“He is perhaps the only man who has the faculty of inspiring confidence without bestowing it.”

Before the end of the session Dunlevy had left college again and disappeared for parts unknown. I suppose a new fit of restlessness had seized him. He must have been one of those men who are led by successive impulses and are unable to settle upon anything. No excuse was given and no word was left as to whether or no he would come back until finally a storage van appeared at Beck Hall and carted away his effects. Neither did he return to college the following fall. I lost trace of him completely, yet I used to wonder how that man would “finish,” as race-horse men express it; for one may study men as a trainer does a string of horses and bet against them or bank upon them, and it is always interesting to see who loses and who wins, who it is that keeps whipping to the end in the face of certain defeat, and who it is that loses hope, lags behind and drops out before the stretch is reached. I had wagered upon Dunlevy as a man who would some day carry his colors ahead before the judge’s stand. Perhaps I was mistaken about him from the point of view of the world, but, friend, way down in the bottom of your soul don’t you sometimes admit that there are other points of view than that of the WORLD as we call it? In that case, it may be that Dunlevy has won. Who knows?

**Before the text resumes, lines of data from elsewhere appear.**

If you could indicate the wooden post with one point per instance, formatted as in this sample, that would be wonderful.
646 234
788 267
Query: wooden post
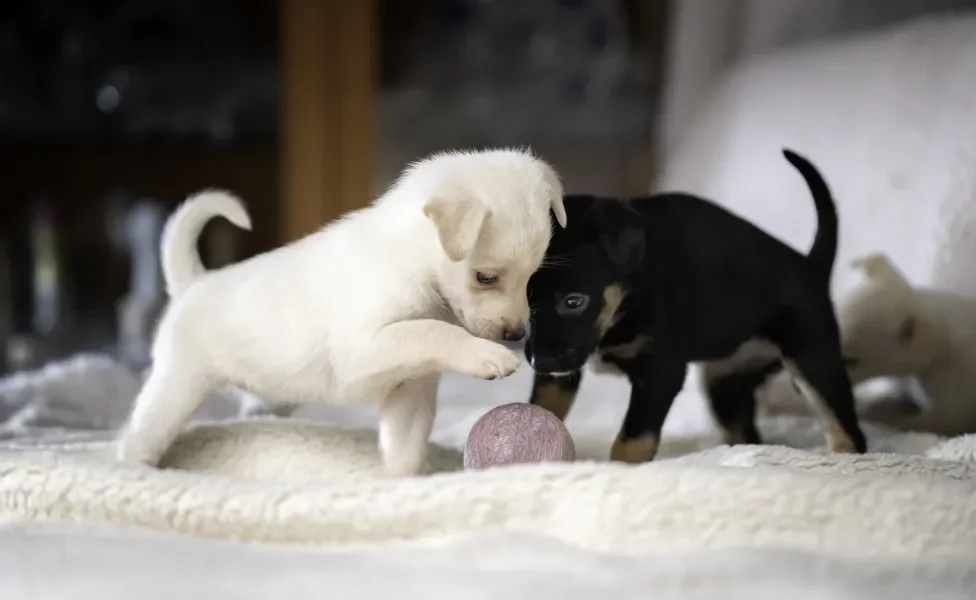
328 129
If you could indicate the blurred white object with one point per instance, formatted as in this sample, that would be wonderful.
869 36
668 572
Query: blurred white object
87 391
889 117
139 233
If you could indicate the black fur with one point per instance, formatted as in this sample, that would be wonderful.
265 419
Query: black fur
697 283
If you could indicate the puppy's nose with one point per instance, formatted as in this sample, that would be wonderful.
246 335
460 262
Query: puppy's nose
514 335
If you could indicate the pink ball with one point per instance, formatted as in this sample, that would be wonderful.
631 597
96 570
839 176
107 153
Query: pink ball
517 433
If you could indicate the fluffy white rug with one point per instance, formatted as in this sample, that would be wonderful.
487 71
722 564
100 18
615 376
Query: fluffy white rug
318 482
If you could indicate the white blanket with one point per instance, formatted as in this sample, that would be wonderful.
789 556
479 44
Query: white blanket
704 521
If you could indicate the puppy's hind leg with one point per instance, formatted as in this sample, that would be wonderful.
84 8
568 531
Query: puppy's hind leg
812 355
162 409
406 420
732 397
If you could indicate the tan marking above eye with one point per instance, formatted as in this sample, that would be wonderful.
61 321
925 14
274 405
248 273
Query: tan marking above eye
613 297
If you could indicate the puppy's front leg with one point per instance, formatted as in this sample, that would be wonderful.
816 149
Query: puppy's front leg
406 419
655 381
556 394
422 347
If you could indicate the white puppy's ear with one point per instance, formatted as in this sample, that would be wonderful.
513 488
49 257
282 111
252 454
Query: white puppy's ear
879 267
458 222
559 210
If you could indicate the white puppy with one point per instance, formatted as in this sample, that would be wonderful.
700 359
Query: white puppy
370 309
921 337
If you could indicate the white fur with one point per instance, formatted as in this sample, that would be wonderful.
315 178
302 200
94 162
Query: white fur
370 309
895 329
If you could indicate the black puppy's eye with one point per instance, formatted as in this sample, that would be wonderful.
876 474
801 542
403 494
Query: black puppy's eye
573 304
485 278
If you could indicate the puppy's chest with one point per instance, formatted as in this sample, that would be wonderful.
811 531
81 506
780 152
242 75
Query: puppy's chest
617 354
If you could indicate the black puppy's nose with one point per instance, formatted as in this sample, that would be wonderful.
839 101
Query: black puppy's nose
514 335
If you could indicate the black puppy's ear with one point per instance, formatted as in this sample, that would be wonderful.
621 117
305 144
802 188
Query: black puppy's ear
622 235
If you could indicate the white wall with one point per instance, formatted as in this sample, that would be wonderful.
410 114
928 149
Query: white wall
708 36
889 117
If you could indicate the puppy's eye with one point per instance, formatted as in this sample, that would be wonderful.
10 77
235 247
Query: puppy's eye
572 304
485 278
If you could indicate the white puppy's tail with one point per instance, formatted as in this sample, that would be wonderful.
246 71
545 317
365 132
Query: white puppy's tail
181 260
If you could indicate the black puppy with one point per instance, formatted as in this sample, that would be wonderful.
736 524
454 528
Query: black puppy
654 283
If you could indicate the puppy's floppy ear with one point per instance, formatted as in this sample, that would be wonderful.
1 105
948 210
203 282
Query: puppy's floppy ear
621 235
458 221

The day after my class festivities at graduation were over, I was seated in my room which was littered up with the remnants of packing, when there came a knock at my door.

It was only the postman who said that he had a registered letter for me. I signed its receipt, and sat down on my trunk to read it. The handwriting was unfamiliar. I am going to give a copy of its entire contents in order that my position in this matter be made perfectly plain. Secondly, my part is to explain my own connection with the subject of this biography, and thereby to account for its publication. I have before my eyes this letter:

“San Diego, California,
June 22.

My Dear Sir:

In the piece of tissue paper which is folded within this letter you will find a little silver key. It opens the lock of a wooden safe which I am forwarding this day to your care.

I am about to ask a favor of you, if I may, as I know of no one else of whom I might make the request concerning which I am now to write you. I have no near relatives, so far as I know; may I therefore take the liberty of forcing you to be my friend, because I want some one to know what became of me.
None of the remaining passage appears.